Home » My Friend Needs Mental Health, But Her Mom Doesn’t Believe Her

I have a friend that I have gotten very close to over the course of a year. She recently told me about a problem she has at home. Her parents are divorced, she lives with her mom and sister, who lives with her mom’s parents in their house. She sometimes wakes up in places she doesn’t remember being in. She texted me and told me she woke up in her closet with a cut on her face. When I asked her how she got there she told me she didn’t know. One time when she was younger and her parents fought the next day she woke up under her bed holding a picture of her parents with tears on her face. We were hanging out and she told me she doesn’t eat or sleep as much as she used to. Recently she told me that her mom told her she kicked her grandma. When I asked her why she kicked grandma she told me she genuinely didn’t remember kicking her grandma. She texted me one night and told me that she thought her mom was mad because her mom told her that she would rather have cancer than have her. I started doing research online to try and help her. Based on some of her symptoms I came to the conclusion she might have DID. I told her this and she took a test online that says she probably has it. I told her to talk to her mom, so she could get medical health. She told me that her mom said that she was a liar, was disrespectful, and had behavior issues. Her mom also told her that she was a full-blown manipulative liar. What really worried me was when today we were texting and she said that she won’t be able to remember what her mom said the next day, I asked her why and she said they wouldn’t let her. When I asked her who they were she said the people, when i asked who the people were she told me that one of them was Lola and that she was talking to her right now and the Lola wants to die and sob, she said Luke is gone and that she can’t hear him, Rachel wants to scream and argue, and she can’t hear Tyler. She said that everyone hates her and the world wants her to die. She then said “I don’t want to die. She does” She then said her mom is sending her to a psychiatrist to shame her. She said the only reason her mom is sending her is that her mom wants the people to tell her that she is being disrespectful.

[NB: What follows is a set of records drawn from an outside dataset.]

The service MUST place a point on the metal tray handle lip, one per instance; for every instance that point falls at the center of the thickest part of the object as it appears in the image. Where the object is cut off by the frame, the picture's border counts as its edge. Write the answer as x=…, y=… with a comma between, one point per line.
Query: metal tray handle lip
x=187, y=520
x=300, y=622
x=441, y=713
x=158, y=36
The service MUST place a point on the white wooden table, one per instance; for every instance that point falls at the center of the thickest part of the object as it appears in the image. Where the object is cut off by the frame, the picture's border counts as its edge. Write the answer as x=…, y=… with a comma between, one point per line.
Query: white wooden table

Before we begin to look into your friend’s needs, I want to take a moment to talk about you and your character. You friend is very lucky to have you in her life. I’m not sure what advice I’ll be offering that will be helpful, but I can assure you that your friendship is something that is admirable and a very powerful and dynamic example of your concern for her well-being. That said, there is also a delicate balance between wanting to help and being able to. For your own well-being please remember to take good care of yourself, and that because of the extreme nature and difficulty your friend is having — you may not be able to help her as much as you like.

It sounds like you’ve done your homework in helping to understand more about your friend’s symptoms. Dissociative Identity Disorder (DID) is an identity disorder that needs to be diagnosed by a mental health professional. So the fact that your friend is going to a psychiatrist is good because, in spite of her mother’s reason, she can explain her symptoms and the psychiatrist will be able to follow up from there.

It is called an identity disorder because there is a disruption in the individual’s identity. This can mean that other personalities can come through and “take over” this individual. When this happens there can be profound changes in their emotions, behavior memory, consciousness and senses.

The gap in memory makes everyday event hard or impossible to recall and it make normal continuity with friends and family and daily functioning at work and at school very difficult.

However it should be noted that there can be other causes for these symptoms, and while I agree there seems to be many factors here that point to DID, there is a very real need to have your friend see a mental health professional so these other possibilities can be ruled out.

This brings us to what you can do. You can continue to be a support, offer to go along with her to the psychiatrist’s office if that feels okay and your parents agree. If your friend wants to talk to a school counselor you can offer to support her in that and walk their with her as well.

Your friend sounds like she is going to need a great deal of help because she is coping with a difficult mom and also needs a psychiatric evaluation. As a friend you can help by being a good listener, and assisting her in getting to the people who can figure out what is happening. Beyond this, you have to take care of yourself. Don’t make her your only friend and only concern. That can be very draining for someone 13 years old, and it has the potential of causing you distress. Help her but not at the expense of depleting yourself.